Ce que nous devons faire, c'est essayer d'imaginer que si le pire ne se produit pas et que nous ne nous autodétruisons pas, que ferons-nous ? Où sont les idées ? Vers 1875, un employé de l'Office américain des brevets a démissionné. Il a dit : « À quoi bon ? Pourquoi continuer ? Nous avons tout inventé. » Dans l'Angleterre victorienne, c'était encore plus vrai. On disait : « Nous savons tout ce qu'il y a à savoir sur la physique : nous savons qu'il n'y a qu'une seule source d'énergie dans l'univers et que c'est le Soleil ; nous savons que le radium ne peut pas exister, car seul le Soleil crée de l'énergie ; Nous savons que l'univers a commencé il y a 800 ans – certainement pas plus – et qu'il s'éteint lentement. Dans environ dix mille ans, le Soleil s'éteindra et nous mourrons tous. Nous pensions tout savoir, avoir atteint le sommet de la civilisation. Nous savions que l'éther existait, et cela expliquait tout.

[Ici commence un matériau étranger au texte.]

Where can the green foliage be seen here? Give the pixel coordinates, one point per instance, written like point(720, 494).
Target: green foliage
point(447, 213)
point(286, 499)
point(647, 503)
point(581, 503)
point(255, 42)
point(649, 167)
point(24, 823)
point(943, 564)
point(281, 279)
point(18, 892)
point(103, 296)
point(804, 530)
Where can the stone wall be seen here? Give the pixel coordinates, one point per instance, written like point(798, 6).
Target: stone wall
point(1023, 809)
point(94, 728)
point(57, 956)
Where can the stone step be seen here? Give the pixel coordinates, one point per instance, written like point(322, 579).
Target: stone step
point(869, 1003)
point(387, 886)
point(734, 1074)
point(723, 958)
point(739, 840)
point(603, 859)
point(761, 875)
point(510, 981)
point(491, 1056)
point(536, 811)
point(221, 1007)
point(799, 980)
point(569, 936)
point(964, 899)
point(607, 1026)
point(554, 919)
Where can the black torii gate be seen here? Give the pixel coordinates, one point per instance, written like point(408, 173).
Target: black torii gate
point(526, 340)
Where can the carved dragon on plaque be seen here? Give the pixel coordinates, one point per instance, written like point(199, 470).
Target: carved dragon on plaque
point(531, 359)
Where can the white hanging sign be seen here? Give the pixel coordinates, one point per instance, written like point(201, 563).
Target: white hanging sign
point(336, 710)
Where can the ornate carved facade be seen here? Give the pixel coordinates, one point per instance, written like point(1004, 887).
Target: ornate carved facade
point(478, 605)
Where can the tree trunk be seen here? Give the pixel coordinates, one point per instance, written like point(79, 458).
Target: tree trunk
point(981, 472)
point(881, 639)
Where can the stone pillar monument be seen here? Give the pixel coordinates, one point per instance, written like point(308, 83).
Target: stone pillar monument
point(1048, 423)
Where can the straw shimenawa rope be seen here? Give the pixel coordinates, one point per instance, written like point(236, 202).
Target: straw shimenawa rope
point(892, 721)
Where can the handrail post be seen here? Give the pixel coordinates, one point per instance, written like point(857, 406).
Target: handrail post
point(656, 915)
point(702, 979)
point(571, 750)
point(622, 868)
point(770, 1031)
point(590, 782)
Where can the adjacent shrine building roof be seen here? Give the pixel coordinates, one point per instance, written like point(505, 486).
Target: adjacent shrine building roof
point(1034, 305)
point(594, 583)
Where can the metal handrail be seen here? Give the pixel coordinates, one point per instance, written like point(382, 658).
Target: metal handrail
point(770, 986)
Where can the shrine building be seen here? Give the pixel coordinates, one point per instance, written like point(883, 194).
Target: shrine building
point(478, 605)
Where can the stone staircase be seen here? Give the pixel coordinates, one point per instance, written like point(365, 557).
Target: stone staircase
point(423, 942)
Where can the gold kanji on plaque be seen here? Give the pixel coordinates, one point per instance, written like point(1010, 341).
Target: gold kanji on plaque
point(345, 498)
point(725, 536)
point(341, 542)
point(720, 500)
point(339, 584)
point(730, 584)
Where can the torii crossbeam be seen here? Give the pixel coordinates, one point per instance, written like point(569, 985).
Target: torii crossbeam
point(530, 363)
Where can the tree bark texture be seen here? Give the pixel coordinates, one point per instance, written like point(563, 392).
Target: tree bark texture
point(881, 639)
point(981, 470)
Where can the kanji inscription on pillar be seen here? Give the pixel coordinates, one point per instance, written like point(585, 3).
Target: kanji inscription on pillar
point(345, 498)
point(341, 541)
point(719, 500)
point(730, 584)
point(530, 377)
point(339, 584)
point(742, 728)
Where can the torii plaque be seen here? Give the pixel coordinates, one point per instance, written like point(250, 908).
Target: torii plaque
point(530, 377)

Nous avions exclu tout ce que nous ne comprenions pas, et nous avions ainsi un univers très restreint que nous comprenions parfaitement. Et, bien sûr, cinq ou six ans plus tard, quelqu'un a découvert que l'éther n'existait pas, et tous les scientifiques se sont dit : « Nous nous sommes trompés au sujet de l'éther, ce qui signifie que toutes les choses que nous pensions impossibles sont probablement possibles, et qu'en réalité, nous ne savons pas ce que l'avenir nous réserve. Nous pensions que tout serait si prévisible, sans surprise pendant le million d'années à venir, mais en fait, nous ne savons pas vraiment ce qui va se passer demain… » Et puis, il y a eu l'effondrement de l'Empire. Nous sommes entrés dans un état de choc psychologique, car nous avons réalisé qu'il y aurait bel et bien un avenir ; qu'il serait différent. Mais nous ne savions pas comment y faire face. Alors qu'auparavant nous nous considérions comme ayant atteint le sommet de l'évolution humaine et que, désormais, rien ne pouvait être amélioré, nous avons soudain réalisé que toute notre vision du monde était erronée et que l'histoire allait continuer son cours. Et si nous ne suivions pas ce cours, nous serions laissés pour compte. Ce qui nous est arrivé.
Et je vois beaucoup de parallèles : ce genre de réflexion est très répandu actuellement.